A lot of signs in ASL require motion. Among the letters alone, "J" and "Z" require multiple poses. I accomplished this by creating a "Gesture" that stores a list of static poses. If the most recent poses made by the players hand match any of the known gestures, then that gesture is accepted. This creates a simulation of motion where the system only cares that the poses are reached in a specific order. This is slightly less accurate but more performant.
The system checks the final pose in a gesture against the current hand first because there is no need to check the first pose if the last pose won't match. The last pose must be held for an adjustable amount of time for letters such as "I" which starts the same way as "J". I had to make sure the system didn't accidentally sign "I J" everytime the player signs "J".
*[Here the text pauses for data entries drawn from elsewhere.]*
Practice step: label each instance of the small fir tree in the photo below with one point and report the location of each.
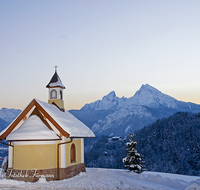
(133, 160)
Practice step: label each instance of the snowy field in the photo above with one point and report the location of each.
(97, 178)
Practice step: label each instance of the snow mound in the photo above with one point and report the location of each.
(193, 186)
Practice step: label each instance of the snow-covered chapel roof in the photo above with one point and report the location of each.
(61, 123)
(32, 129)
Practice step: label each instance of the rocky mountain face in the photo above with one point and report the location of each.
(119, 116)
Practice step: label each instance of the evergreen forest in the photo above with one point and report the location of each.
(170, 145)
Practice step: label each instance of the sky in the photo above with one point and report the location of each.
(99, 46)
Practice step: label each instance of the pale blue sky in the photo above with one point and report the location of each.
(99, 46)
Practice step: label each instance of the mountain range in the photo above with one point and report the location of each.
(119, 116)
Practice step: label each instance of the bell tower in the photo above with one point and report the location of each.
(56, 88)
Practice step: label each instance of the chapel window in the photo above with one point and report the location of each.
(73, 153)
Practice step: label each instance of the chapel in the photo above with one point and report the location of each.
(45, 140)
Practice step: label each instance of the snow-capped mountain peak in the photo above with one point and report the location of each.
(151, 97)
(110, 97)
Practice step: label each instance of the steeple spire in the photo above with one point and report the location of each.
(56, 68)
(56, 87)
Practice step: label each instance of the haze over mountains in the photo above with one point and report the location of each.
(119, 116)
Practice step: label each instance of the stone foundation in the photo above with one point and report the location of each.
(49, 174)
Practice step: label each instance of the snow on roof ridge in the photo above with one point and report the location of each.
(32, 129)
(67, 121)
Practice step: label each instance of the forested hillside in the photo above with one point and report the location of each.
(170, 145)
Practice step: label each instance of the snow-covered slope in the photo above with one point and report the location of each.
(9, 114)
(146, 106)
(110, 179)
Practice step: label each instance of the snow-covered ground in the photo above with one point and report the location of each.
(98, 178)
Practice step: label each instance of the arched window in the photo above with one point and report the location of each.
(53, 94)
(73, 153)
(61, 94)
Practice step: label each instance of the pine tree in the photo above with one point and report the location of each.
(133, 160)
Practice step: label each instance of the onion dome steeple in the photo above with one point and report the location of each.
(56, 87)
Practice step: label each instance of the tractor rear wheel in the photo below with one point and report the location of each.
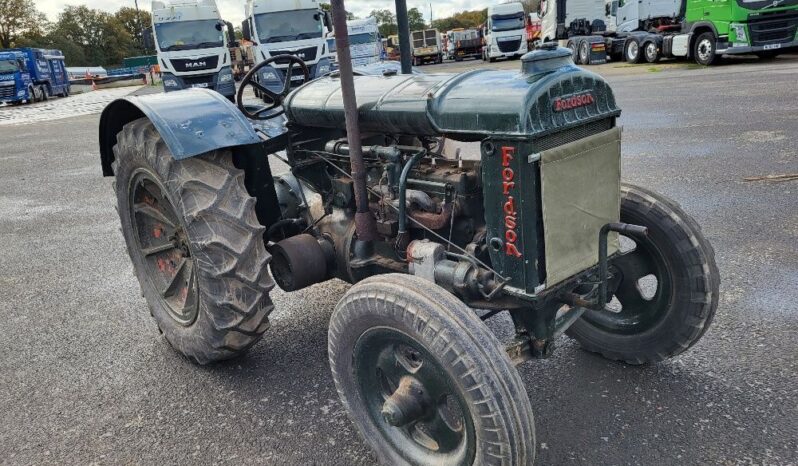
(424, 380)
(195, 243)
(665, 286)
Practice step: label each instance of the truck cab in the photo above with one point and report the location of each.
(288, 27)
(32, 75)
(192, 47)
(505, 32)
(365, 42)
(727, 27)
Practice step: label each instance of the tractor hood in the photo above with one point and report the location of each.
(549, 94)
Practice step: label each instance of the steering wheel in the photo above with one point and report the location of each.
(275, 97)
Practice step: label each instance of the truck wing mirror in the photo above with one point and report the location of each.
(147, 38)
(245, 32)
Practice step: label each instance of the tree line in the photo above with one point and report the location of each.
(86, 36)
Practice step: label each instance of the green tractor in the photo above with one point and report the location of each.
(539, 226)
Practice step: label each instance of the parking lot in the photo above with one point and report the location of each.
(87, 379)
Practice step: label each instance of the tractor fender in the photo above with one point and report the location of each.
(191, 122)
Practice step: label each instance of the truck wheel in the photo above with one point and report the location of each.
(424, 380)
(584, 53)
(651, 52)
(704, 49)
(631, 51)
(666, 286)
(195, 243)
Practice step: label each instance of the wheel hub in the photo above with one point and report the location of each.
(162, 246)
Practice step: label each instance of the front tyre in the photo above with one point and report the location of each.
(195, 243)
(424, 380)
(666, 286)
(704, 49)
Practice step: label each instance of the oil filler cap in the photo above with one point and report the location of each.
(547, 57)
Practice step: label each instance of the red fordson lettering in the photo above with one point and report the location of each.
(570, 102)
(510, 212)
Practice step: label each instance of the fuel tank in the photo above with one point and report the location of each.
(549, 94)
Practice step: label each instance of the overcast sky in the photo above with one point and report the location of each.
(233, 10)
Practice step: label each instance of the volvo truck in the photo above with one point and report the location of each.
(647, 30)
(192, 44)
(505, 32)
(365, 42)
(32, 75)
(288, 27)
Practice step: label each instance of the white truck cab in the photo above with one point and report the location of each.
(505, 31)
(365, 43)
(191, 41)
(288, 27)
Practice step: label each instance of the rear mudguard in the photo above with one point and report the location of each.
(191, 122)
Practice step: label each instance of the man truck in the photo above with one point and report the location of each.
(505, 32)
(192, 44)
(365, 43)
(32, 75)
(703, 30)
(427, 47)
(288, 27)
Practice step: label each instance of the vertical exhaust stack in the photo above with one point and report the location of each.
(364, 220)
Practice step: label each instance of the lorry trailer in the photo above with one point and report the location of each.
(192, 46)
(702, 30)
(32, 75)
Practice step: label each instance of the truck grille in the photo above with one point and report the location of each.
(7, 92)
(508, 46)
(773, 29)
(194, 64)
(306, 54)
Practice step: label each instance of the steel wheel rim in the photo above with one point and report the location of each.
(162, 245)
(651, 51)
(444, 433)
(639, 312)
(632, 50)
(704, 49)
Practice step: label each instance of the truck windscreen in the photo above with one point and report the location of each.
(508, 22)
(284, 26)
(9, 66)
(765, 4)
(188, 35)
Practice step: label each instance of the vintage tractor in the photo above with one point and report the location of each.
(539, 226)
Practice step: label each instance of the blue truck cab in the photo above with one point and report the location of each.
(32, 75)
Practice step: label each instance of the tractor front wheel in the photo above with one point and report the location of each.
(665, 286)
(424, 380)
(195, 243)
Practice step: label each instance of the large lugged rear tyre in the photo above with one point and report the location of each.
(196, 245)
(654, 326)
(424, 380)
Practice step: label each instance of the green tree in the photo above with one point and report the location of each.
(102, 37)
(18, 18)
(416, 19)
(134, 22)
(386, 22)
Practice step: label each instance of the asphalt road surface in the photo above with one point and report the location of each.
(85, 377)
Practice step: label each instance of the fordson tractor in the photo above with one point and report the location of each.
(539, 226)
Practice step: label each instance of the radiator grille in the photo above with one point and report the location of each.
(572, 134)
(773, 29)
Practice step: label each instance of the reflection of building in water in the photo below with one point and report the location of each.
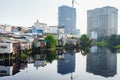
(66, 65)
(101, 61)
(9, 70)
(39, 63)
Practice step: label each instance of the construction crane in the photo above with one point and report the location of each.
(73, 2)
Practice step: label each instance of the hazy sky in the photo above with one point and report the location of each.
(26, 12)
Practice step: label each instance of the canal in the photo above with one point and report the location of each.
(98, 64)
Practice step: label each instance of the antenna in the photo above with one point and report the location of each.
(73, 1)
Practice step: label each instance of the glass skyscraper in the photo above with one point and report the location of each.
(67, 18)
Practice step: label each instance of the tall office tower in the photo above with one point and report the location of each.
(102, 22)
(67, 18)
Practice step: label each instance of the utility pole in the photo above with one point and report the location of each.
(73, 1)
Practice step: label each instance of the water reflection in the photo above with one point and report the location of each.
(100, 61)
(11, 67)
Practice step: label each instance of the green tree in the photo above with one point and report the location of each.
(51, 41)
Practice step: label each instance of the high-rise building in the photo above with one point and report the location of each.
(101, 61)
(102, 22)
(67, 18)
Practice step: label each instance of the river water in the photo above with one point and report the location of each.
(99, 64)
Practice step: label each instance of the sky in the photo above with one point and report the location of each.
(26, 12)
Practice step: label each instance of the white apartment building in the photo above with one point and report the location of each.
(41, 26)
(5, 28)
(102, 21)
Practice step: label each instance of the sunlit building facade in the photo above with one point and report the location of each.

I wanted to have a proof of concept to show other ways this system can be applied. Once the framework is in place, spells are to gestures as gestures are to poses. We check to see if the order of the most recent gestures matches any of the known spells. Then we have a spell class that initiates some effect using a "SpellCast" function.
Unity
C#
Quest 2
Hand Tracking
Passthrough
I was really excited for this project at the outset and I can't wait to continue working on it. Accessibility is vital to games because they are supposed to be a place where everyone can come together. Most VR games use verbal voice chat to communicate so anyone unable to speak or hear has no way to quickly communicate. This would have to be combined with a voice-to-text solution to be completely effective at allowing someone who knows ASL to communicate with someone who does not.
It was a very fun puzzle to work with and can still use some improvements and optimizations. I want to create a more effective GUI based tool for creating and modifying hand poses. Additionally, I want to expand on my proof of concept and create a gesture-based magic game using hand-tracking. We've seen this done using controllers, but learning specific hand movements would breath life into the game and reinforce the feeling that players are learning a skill. If possible, I would like to continue with sign language as the base, potentially making the game educational at the same time. The only issue with trying to track ASL signs is the current limitations of hand tracking.
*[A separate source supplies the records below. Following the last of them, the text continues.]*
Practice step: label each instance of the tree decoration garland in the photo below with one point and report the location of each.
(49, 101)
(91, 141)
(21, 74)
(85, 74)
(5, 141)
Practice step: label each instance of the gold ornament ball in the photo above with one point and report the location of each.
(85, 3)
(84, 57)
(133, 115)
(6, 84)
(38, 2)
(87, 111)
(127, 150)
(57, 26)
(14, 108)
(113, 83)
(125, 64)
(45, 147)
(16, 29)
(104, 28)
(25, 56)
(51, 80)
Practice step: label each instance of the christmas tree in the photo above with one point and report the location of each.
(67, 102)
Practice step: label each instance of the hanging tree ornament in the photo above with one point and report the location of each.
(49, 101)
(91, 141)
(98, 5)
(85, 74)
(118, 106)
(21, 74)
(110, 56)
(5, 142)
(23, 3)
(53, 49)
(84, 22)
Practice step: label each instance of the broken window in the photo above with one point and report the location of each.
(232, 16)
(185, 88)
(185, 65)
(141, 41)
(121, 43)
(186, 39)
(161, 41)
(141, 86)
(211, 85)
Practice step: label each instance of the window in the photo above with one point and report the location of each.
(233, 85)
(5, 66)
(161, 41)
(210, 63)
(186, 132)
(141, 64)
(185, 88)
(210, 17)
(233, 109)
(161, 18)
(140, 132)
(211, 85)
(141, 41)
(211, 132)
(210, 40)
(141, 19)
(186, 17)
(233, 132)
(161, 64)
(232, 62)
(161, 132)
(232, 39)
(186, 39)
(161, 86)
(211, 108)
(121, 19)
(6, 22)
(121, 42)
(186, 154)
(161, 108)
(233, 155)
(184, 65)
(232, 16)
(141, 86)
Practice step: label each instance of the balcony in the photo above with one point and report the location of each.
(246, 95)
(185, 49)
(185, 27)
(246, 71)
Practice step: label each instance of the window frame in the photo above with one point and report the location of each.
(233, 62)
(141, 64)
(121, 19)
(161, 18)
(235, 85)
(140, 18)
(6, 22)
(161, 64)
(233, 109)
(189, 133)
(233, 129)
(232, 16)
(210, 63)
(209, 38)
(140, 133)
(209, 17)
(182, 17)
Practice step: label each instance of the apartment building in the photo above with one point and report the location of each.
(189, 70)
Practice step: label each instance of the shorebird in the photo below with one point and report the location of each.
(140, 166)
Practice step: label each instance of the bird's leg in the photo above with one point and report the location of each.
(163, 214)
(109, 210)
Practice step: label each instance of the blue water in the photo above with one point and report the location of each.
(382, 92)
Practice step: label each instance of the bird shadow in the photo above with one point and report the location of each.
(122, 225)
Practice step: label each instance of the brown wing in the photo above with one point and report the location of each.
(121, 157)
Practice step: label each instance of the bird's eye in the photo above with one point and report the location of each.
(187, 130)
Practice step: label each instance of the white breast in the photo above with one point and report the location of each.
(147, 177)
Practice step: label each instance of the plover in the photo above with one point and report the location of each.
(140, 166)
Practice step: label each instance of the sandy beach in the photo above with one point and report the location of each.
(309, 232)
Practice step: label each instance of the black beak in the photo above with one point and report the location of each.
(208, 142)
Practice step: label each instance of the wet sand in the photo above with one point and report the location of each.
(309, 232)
Some of the difficulties I ran into during this project are simply unsolvable with only a Quest 2 and hand tracking. Most signs are directed away from the user which means that the hand sometimes occludes the fingers. This was mitigated using tolerance angles on the finger joints, but signs such as P and Q still struggle since the middle, ring, and pinky finger are completely hidden. This could be solved theoretically with more cameras such as lighthouses, but not with a single Quest 2 headset.
Another issue is the limitation of the software tracking specific hand gestures. Currently, hand tracking can not detect crossed fingers or if the thumb is under other fingers. This means that letter such as M, N, and T look the same to the tracking system as S (similar to a fist) and the letter R (crossed fingers) looks like the letter U (index and middle finger side by side like holding up two fingers). Meta is currently on the frontlines of hand tracking so there is no guarantee a system exists out there that can support these motions.